State-run Trenitalia warned of the likelihood of a “significant impact” on service that would involve the partial or total cancellation of service on the high-speed Frecce lines, Intercity and regional trains, and cause delays after the official end of the strike. Private Italo listed the trains that it guaranteed would be operational on its website.
Roberta Riccitiello was in Rome for work and was hoping for guaranteed high-speed train service back to her home in Naples.
“But actually we arrived this morning and they canceled all the trains,” Riccitiello said at a sweltering Termini train station, as Rome temperatures outside hit 34 degrees C (93F). She said she was considering a slower regional train service instead of the high-speed line she had originally booked, even though it would add nearly 3.5 hours onto the trip.
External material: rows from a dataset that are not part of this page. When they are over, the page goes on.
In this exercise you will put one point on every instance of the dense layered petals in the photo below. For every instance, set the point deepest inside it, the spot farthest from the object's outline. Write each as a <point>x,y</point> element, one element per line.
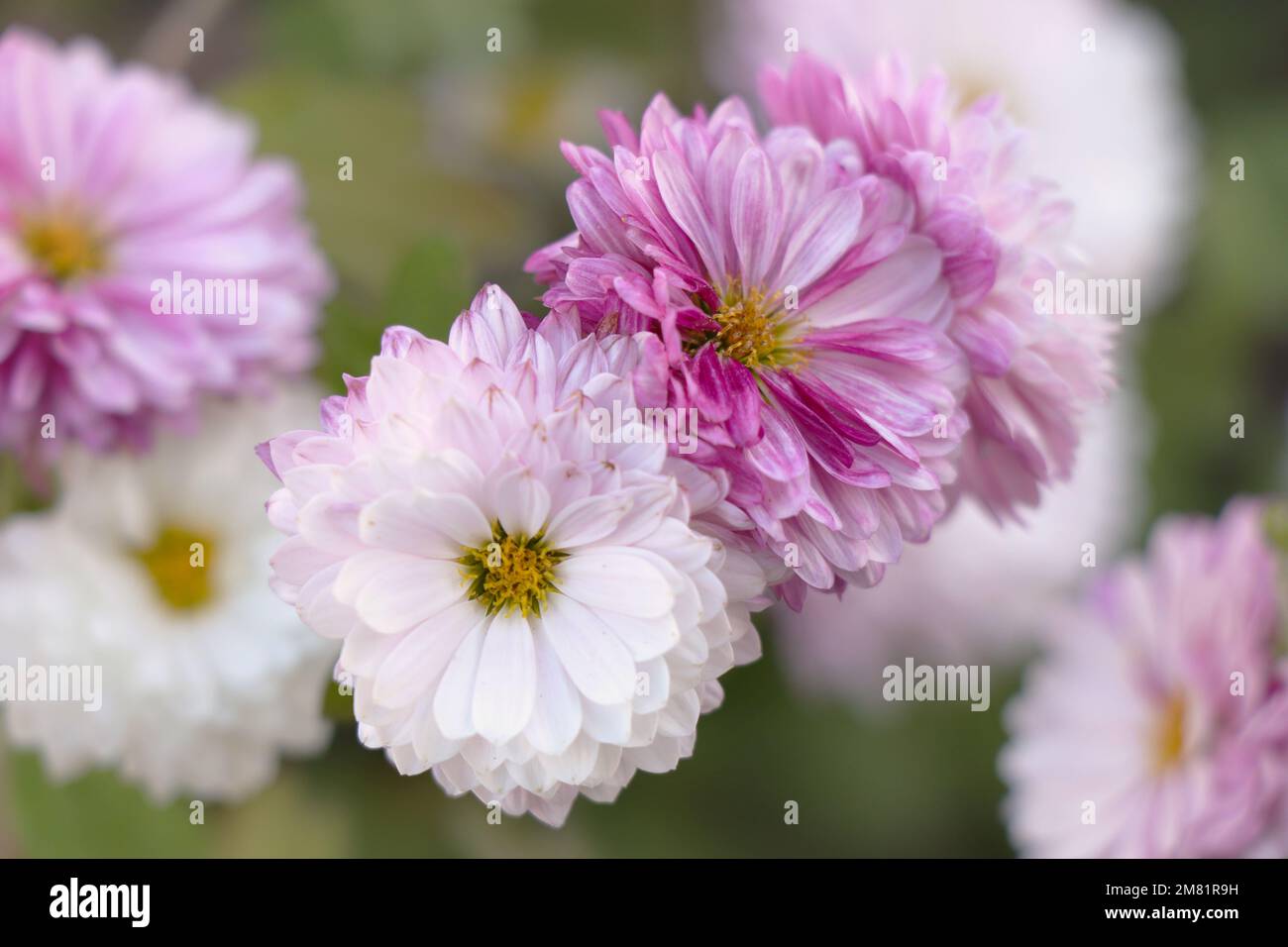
<point>1001,234</point>
<point>1158,725</point>
<point>146,590</point>
<point>146,258</point>
<point>797,317</point>
<point>532,603</point>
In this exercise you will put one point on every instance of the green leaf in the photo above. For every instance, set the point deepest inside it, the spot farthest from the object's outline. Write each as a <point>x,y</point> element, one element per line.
<point>97,815</point>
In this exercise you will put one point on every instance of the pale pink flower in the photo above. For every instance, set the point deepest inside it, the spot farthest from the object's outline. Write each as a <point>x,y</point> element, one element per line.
<point>798,316</point>
<point>528,607</point>
<point>980,591</point>
<point>1158,725</point>
<point>114,179</point>
<point>1000,231</point>
<point>1120,78</point>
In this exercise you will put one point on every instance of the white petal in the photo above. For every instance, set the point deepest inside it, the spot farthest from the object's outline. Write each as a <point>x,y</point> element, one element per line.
<point>454,702</point>
<point>557,716</point>
<point>617,579</point>
<point>588,519</point>
<point>608,724</point>
<point>407,521</point>
<point>407,591</point>
<point>506,684</point>
<point>644,638</point>
<point>596,661</point>
<point>416,664</point>
<point>520,502</point>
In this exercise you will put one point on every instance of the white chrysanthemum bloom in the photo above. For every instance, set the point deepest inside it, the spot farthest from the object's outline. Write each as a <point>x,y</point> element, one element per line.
<point>153,569</point>
<point>529,607</point>
<point>1096,85</point>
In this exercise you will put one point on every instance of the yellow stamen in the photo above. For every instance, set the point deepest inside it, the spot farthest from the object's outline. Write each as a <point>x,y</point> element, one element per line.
<point>754,328</point>
<point>63,245</point>
<point>510,573</point>
<point>1170,736</point>
<point>179,566</point>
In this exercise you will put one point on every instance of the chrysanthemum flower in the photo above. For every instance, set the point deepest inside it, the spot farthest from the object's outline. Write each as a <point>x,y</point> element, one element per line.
<point>797,313</point>
<point>1000,231</point>
<point>528,607</point>
<point>980,591</point>
<point>154,570</point>
<point>112,180</point>
<point>1121,81</point>
<point>1158,725</point>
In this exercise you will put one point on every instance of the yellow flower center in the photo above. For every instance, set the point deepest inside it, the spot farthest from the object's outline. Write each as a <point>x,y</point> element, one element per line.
<point>754,328</point>
<point>63,245</point>
<point>1170,735</point>
<point>178,564</point>
<point>510,573</point>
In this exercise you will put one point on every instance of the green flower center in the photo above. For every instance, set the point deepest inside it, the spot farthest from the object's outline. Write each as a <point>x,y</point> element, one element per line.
<point>510,573</point>
<point>176,565</point>
<point>63,245</point>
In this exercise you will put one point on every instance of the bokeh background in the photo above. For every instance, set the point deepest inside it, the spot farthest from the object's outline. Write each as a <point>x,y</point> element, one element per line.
<point>458,176</point>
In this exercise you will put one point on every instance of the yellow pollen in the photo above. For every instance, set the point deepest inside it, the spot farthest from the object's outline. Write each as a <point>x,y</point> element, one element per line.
<point>63,245</point>
<point>510,573</point>
<point>752,328</point>
<point>1170,736</point>
<point>179,566</point>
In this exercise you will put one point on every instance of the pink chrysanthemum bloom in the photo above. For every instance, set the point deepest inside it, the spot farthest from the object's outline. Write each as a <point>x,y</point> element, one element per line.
<point>798,316</point>
<point>1158,727</point>
<point>531,604</point>
<point>1000,232</point>
<point>112,180</point>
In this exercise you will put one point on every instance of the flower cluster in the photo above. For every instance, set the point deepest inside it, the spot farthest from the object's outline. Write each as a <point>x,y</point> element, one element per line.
<point>533,609</point>
<point>531,579</point>
<point>527,608</point>
<point>846,300</point>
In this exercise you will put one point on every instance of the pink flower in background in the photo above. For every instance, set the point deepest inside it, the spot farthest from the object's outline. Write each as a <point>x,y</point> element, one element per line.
<point>980,591</point>
<point>531,604</point>
<point>1096,84</point>
<point>797,315</point>
<point>1158,725</point>
<point>112,180</point>
<point>1000,232</point>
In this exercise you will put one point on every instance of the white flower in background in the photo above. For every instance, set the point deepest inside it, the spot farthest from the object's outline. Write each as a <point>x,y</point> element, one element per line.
<point>205,680</point>
<point>528,608</point>
<point>1111,125</point>
<point>978,591</point>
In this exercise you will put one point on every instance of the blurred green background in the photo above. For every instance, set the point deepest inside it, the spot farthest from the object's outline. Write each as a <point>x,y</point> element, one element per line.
<point>458,176</point>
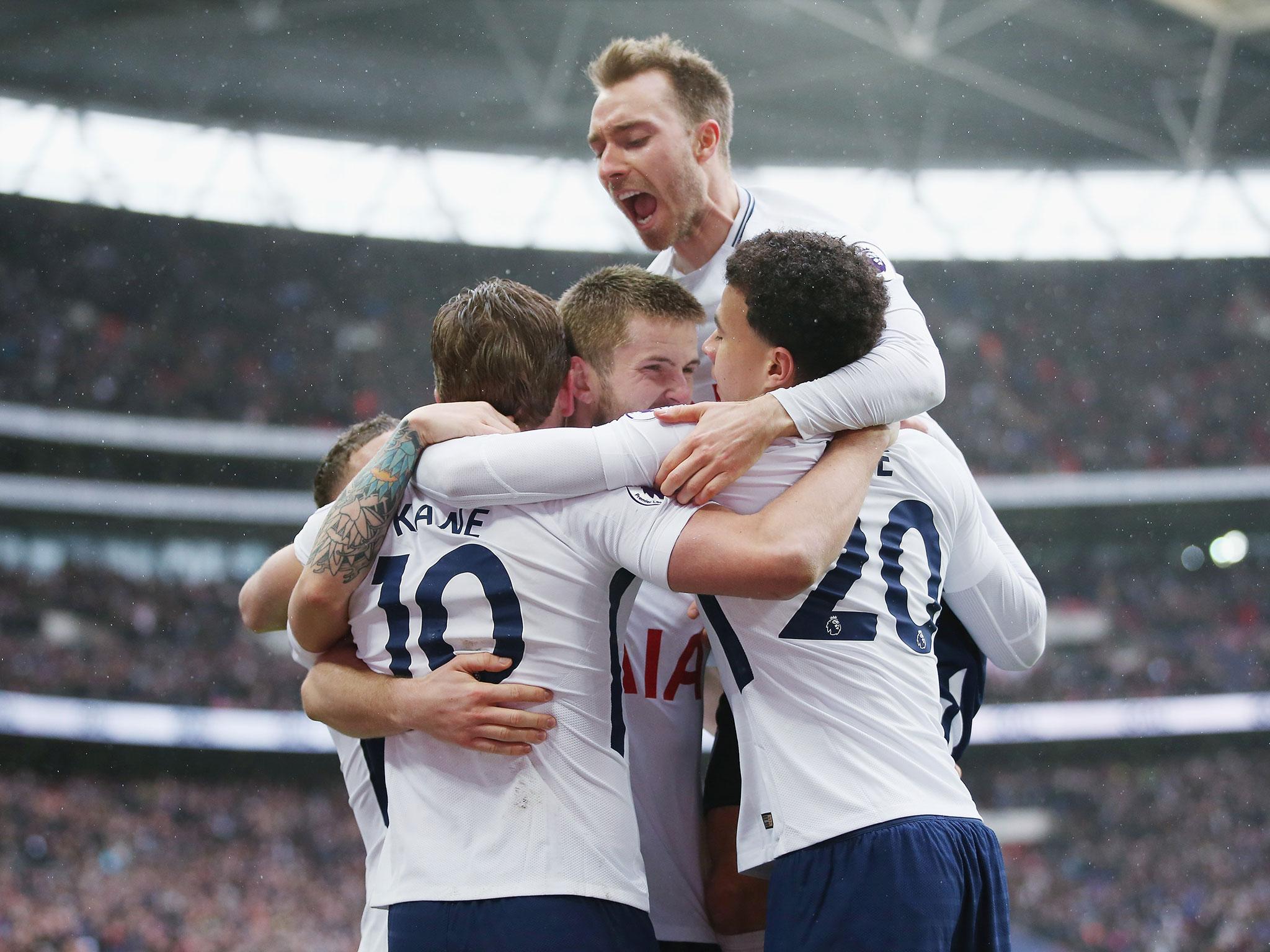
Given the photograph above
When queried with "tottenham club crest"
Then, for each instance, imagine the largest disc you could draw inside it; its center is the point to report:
(874, 258)
(644, 495)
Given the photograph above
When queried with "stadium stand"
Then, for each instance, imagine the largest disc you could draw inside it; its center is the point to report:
(95, 633)
(172, 865)
(331, 330)
(1161, 855)
(169, 863)
(1137, 630)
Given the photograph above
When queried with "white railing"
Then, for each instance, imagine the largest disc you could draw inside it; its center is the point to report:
(507, 201)
(266, 507)
(290, 731)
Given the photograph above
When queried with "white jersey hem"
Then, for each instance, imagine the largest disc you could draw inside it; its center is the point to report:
(510, 890)
(791, 840)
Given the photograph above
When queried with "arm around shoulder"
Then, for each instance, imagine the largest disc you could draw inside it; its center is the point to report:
(263, 598)
(790, 544)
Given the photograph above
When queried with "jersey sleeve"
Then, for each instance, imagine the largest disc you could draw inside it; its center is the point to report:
(633, 527)
(308, 536)
(990, 584)
(544, 465)
(901, 377)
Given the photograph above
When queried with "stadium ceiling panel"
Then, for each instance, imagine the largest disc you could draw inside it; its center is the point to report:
(895, 84)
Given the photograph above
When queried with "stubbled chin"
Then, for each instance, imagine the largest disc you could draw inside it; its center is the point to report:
(654, 242)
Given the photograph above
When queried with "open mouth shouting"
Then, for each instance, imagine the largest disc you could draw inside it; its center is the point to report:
(641, 206)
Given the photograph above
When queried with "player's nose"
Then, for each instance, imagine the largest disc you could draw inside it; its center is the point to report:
(680, 391)
(611, 167)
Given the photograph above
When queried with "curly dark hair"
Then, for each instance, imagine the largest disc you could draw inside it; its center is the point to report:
(818, 298)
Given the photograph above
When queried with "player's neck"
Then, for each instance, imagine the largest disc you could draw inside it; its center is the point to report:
(585, 415)
(711, 231)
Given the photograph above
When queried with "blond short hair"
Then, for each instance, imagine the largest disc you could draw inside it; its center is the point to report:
(500, 342)
(701, 92)
(597, 310)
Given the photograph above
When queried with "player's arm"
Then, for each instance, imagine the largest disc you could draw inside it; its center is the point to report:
(544, 465)
(450, 703)
(902, 376)
(1005, 609)
(263, 598)
(356, 523)
(790, 544)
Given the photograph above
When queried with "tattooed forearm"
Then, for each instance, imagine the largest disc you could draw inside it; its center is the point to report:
(360, 518)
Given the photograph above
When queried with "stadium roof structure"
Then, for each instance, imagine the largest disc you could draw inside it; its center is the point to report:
(895, 84)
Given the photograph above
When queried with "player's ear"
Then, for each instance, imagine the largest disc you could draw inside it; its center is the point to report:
(567, 398)
(706, 141)
(586, 385)
(781, 371)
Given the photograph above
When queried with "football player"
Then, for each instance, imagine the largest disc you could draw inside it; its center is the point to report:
(538, 851)
(850, 792)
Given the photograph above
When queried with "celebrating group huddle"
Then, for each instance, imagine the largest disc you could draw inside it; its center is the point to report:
(495, 616)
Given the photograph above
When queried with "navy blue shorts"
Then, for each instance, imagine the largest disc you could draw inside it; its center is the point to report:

“Five hours to get home. I’m not on vacation, I was at work and I have to go back to work,” she said.
Italy’s main unions called for the strike of Trenitalia and Italo workers, complaining about staffing shortages and excessive overtime, minimum salaries and other work conditions.
“In general there’s a need to restart a serious and constructive confrontation within the rail transport sector to concretely improve work conditions and make them responsive to the needs of all the personnel,” said a statement from the UIL union.
Salvini said in a video statement early Thursday that he had just signed a decree cutting the strike in half, saying he took action “because leaving a million Italians — commuters and workers — stranded on a Thursday in July with temperatures of up to 35 degrees was unthinkable.”
He promised to facilitate a meeting between companies and unions “to give satisfaction to Italian railway workers, without, however, stranding hundreds of thousands of Italians who bear no blame.”
Philip Rially, visiting Rome from Scotland, was sanguine about the strike, saying work stoppages were “part of life” and would eventually end.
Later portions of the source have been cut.